誰も聞いてくれないおやじのしょうもない話

祖母と歌舞伎

2017-11-17 08:28:18 | 音楽芸能
 Facebookで交流させていただいている丹羽幸子さんが、先日、往年の名歌舞伎役者「守田勘彌」についてお書きになっていたので、数年前にブログに書き込んだ記事のことを思い出し、編集し直して再掲してみた。

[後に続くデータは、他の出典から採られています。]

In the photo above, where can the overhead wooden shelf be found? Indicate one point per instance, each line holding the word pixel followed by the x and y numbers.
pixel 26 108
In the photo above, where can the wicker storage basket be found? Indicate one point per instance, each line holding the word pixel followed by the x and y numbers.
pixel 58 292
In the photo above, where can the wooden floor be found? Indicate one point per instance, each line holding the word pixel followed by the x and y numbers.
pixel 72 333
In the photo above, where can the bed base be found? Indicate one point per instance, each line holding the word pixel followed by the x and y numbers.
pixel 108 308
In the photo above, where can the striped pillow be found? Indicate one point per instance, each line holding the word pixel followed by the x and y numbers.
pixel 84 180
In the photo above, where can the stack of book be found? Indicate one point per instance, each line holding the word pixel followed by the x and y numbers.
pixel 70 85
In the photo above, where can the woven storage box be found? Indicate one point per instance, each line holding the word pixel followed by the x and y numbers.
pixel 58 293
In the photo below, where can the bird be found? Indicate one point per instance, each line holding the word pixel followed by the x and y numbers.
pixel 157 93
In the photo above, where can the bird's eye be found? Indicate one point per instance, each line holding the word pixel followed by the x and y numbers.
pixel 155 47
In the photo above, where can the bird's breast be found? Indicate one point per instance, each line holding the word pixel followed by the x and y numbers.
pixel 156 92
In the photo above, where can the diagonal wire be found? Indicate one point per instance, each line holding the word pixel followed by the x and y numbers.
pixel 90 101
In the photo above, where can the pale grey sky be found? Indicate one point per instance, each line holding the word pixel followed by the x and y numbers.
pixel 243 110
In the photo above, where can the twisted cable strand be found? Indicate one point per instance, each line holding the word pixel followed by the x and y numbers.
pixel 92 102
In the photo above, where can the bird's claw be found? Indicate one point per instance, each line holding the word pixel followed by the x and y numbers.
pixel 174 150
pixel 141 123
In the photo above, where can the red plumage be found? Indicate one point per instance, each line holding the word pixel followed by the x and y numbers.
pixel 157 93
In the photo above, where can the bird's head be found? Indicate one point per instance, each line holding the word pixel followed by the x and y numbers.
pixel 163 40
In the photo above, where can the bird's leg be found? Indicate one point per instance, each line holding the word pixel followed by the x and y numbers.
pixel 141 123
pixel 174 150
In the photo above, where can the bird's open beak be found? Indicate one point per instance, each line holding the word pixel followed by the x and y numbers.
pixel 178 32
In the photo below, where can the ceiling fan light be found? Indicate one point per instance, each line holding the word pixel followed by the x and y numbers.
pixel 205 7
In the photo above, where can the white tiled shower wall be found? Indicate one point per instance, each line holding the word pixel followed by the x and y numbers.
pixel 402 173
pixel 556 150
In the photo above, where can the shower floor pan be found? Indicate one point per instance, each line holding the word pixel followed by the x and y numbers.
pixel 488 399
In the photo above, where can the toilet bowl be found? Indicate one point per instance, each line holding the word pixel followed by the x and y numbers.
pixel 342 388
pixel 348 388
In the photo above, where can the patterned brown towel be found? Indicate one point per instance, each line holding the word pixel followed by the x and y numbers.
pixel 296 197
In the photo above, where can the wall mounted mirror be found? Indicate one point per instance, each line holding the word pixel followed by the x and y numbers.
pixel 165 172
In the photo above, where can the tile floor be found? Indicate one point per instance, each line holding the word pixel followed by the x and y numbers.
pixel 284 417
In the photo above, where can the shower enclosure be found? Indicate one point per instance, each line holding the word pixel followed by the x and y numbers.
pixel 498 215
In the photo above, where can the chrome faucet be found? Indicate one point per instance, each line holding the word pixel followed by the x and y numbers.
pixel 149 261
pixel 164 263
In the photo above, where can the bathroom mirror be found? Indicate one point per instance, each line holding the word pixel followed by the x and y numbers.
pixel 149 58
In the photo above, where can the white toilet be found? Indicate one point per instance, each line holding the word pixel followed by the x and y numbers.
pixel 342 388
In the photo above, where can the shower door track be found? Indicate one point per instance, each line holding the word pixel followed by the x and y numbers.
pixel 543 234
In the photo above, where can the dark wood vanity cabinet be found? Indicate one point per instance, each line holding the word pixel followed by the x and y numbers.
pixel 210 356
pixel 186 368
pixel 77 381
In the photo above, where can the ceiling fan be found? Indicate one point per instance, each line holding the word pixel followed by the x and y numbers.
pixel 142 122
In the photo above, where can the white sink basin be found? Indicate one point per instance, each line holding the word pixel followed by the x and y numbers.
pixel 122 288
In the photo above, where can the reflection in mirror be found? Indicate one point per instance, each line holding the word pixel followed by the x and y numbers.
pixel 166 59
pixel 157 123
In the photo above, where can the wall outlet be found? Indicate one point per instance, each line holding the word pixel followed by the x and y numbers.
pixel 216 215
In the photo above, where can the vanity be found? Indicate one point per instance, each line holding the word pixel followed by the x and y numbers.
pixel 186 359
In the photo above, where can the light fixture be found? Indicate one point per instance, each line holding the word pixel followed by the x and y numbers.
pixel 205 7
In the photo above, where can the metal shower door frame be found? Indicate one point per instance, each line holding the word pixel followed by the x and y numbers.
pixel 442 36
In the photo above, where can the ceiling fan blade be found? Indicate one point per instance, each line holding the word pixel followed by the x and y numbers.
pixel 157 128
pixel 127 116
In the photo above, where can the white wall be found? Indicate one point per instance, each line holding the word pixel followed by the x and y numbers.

 僕は両親が共稼ぎだったので、幼い頃、日中はほとんど祖母のそばで過ごした。祖母はご近所から口うるさい「やかましモン」と言われていたらしいが、結構いろんな人が訪ねてきて会話にふけっていたのを憶えている。そんな会話の中に度々、祖母の口から「モリタカンヤ」という名前を聞いた。ものごころついてから、それは「守田勘彌」という歌舞伎役者の名前であることが分かった。
 若くして夫と死別し、貧しい生活の中、苦労して僕の父と叔父を育て上げた祖母は歌舞伎を観に行けるような環境にはなかったはずだ。しかもテレビもまだない時代。守田勘彌について熱く語る祖母の情報源はいったい何だったのだろう。40年前に祖母が亡くなった後、一度調べてみたことがある。一つだけ可能性があることがわかった。それは守田勘彌が新派女優の水谷八重子と結婚して、一緒に新派の一座を主宰していた頃、全国を巡業していたらしい。熊本にも何度か来演したようだ。ひょっとしたら、そんな公演にでも行く機会があったのだろうか。しかし、その公演は新派だったはず。歌舞伎について妙に詳しかった祖母の知識はいったいどこで得ていたのだろう。謎は残る。
 守田勘彌は由緒ある歌舞伎の大名跡。14代目が昭和50年に亡くなった後、後を継ぐ人が出ていない。いずれ養子の坂東玉三郎が襲名するのだろうか。ちなみに今の坂東玉三郎は5代目。その前の4代目玉三郎は若き日の守田勘彌である。